Chindata Group Announces Shareholders’ Approval of Merger Agreement
This is a paid press release. Contact the press release distributor directly with any inquiries.

Chindata Group Announces Shareholders’ Approval of Merger Agreement

Trade CD on Coinbase

BEIJING, Dec. 05, 2023 (GLOBE NEWSWIRE) -- Chindata Group Holdings Limited (“Chindata Group” or the “Company”) (Nasdaq: CD), a leading carrier-neutral hyperscale data center solution provider in Asia-Pacific emerging markets, today announced that at an extraordinary general meeting of shareholders (the “EGM”) held today, the Company’s shareholders voted in favor of, among other things, the proposal to authorize and approve the execution, delivery and performance of the previously announced agreement and plan of merger, dated as of August 11, 2023 (the “Merger Agreement”), among the Company, BCPE Chivalry Bidco Limited, an exempted company with limited liability incorporated under the laws of the Cayman Islands (“Parent”), and BCPE Chivalry Merger Sub Limited, an exempted company with limited liability incorporated under the laws of the Cayman Islands and a wholly-owned subsidiary of Parent (“Merger Sub”), and the plan of merger required to be filed with the Registrar of Companies of the Cayman Islands (the “Plan of Merger”), pursuant to which Merger Sub will be merged with and into the Company, with the Company continuing as the surviving company and becoming a wholly owned subsidiary of the Parent (the “Merger”), and to authorize and approve the consummation of any and all transactions contemplated by the Merger Agreement and the Plan of Merger, including the Merger.

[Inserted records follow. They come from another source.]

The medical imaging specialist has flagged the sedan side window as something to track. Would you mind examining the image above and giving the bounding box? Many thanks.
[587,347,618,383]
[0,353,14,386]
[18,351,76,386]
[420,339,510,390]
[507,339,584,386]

Approximately 91.70% of the Company’s total outstanding Class A ordinary shares and Class B ordinary shares, par value US$0.00001 per share (each, a “Class A Share” and “Class B Share,” respectively), including Class A Shares represented by the Company’s American depositary shares (the “ADSs”), attended the EGM by proxy. Each shareholder has one vote for each Class A Share or 15 votes for each Class B Share. These shares represented approximately 98.85% of the total outstanding votes represented by the Company’s total ordinary shares outstanding at the close of business in the Cayman Islands on the record date of November 3, 2023. The Merger Agreement, the Plan of Merger and the transactions contemplated thereby, including the Merger, were approved by over 97.75% of the total votes cast at the EGM.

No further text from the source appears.